|
Jules Vallès - L'Enfant
«Tu verras tes cousines, elles sont jolies.»
Oui, elles le sont, et comme elles ont l'air déluré, mâtin!
C'est moi qui suis la fille, je redeviens gauche, je me sens bête. Elles parlent très bien français pour des paysannes. Elles ont été à l'école au bourg voisin.
«Un verre de vin! me disent-elles.
- Oui, un verre de vin.»
Je n'en accepte que pour trinquer dans les cabarets ou dans les auberges, parce que c'est gai les verres qui se choquent, comme je ne prends de cognac que pour faire des brûlots: c'est joli les flammes bleues. Mais, ma foi, je me trouve dépassé tout d'un coup par ces cousines à l'air hardi, à la voix tintante, et je vais boire - boire du bleu et du courage.
«À votre santé!» font-elles après avoir versé une goutte, une toute petite goutte au fond de leurs verres.
Elles ont rempli le mien jusqu'au bord.
Je crois que je suis un peu gris. - Gare à vous! cousines.
C'est qu'en effet j'ai un toupet du diable, une audace d'enfer!
Elles ont voulu me faire voir le verger. Va pour le verger! et j'y entre en sautant par-dessus la barrière à pieds joints.
Voilà comme je suis, moi!
Mes cousines me regardent ébahies, je ris en revenant à elles pour leur tendre la main et les aider à enjamber. Une, deux, voyons!
Elles poussent de petits cris et me retombent dans les bras en mettant pied à terre; elles s'appuient et s'accrochent, et nous allons dégringoler!
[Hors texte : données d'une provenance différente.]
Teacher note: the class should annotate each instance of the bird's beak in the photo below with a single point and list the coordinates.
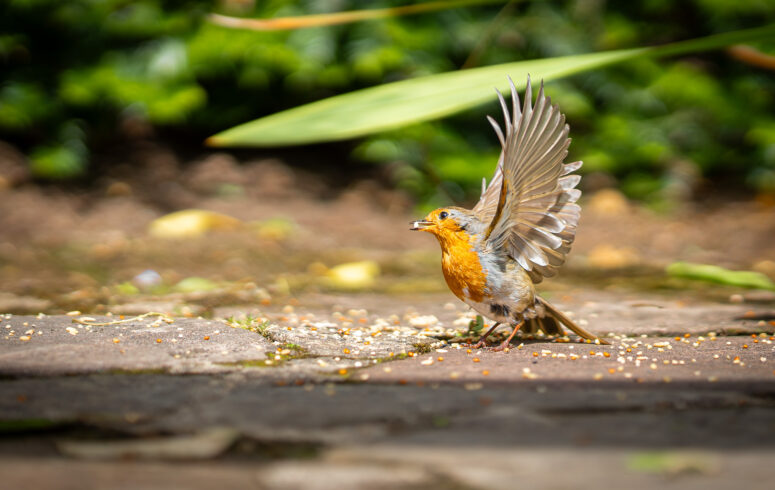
(420, 225)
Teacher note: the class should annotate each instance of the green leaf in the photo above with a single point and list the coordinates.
(713, 273)
(335, 18)
(398, 104)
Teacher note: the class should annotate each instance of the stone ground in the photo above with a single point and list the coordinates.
(326, 396)
(295, 380)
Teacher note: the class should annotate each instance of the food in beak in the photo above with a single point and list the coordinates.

Nous dégringolons, ma foi, on perd tous l'équilibre, et nous tombons sur le gazon. Elles ont des jarretières bleues.
Comme il fait beau! un soleil d'or! de larges gouttes de sueur me tombent des tempes, et elles ont aussi des perles qui roulent sur leurs joues roses. Le bourdonnement des abeilles qui ronflent autour des ruches, derrière ces groseilliers, met une musique monotone dans l'air...
«Qu'est-ce que vous faites donc là-bas?» crie une voix du seuil de la maison.
Ce que nous faisons?... Nous sommes heureux, heureux comme je ne l'ai jamais été, comme je ne le serai jamais. J'enfonce jusqu'aux chevilles dans les fleurs et je viens d'embrasser deux joues qui sentaient la fraise.
Il faut rentrer, on nous appelle! Nous revenons comme des gens sages, et ces demoiselles m'ont pris chacune par un bras; elles s'appuient un peu en croisant les mains et me secouant le coude, chaque fois qu'elles veulent m'apprendre quelque chose, ou me demander ce que je sais.
On me gronde déjà, remarquez! On prétend que je ne réponds pas ou que je réponds mal. «On ne me dira plus rien si je me moque comme ça... Voulez-vous bien!»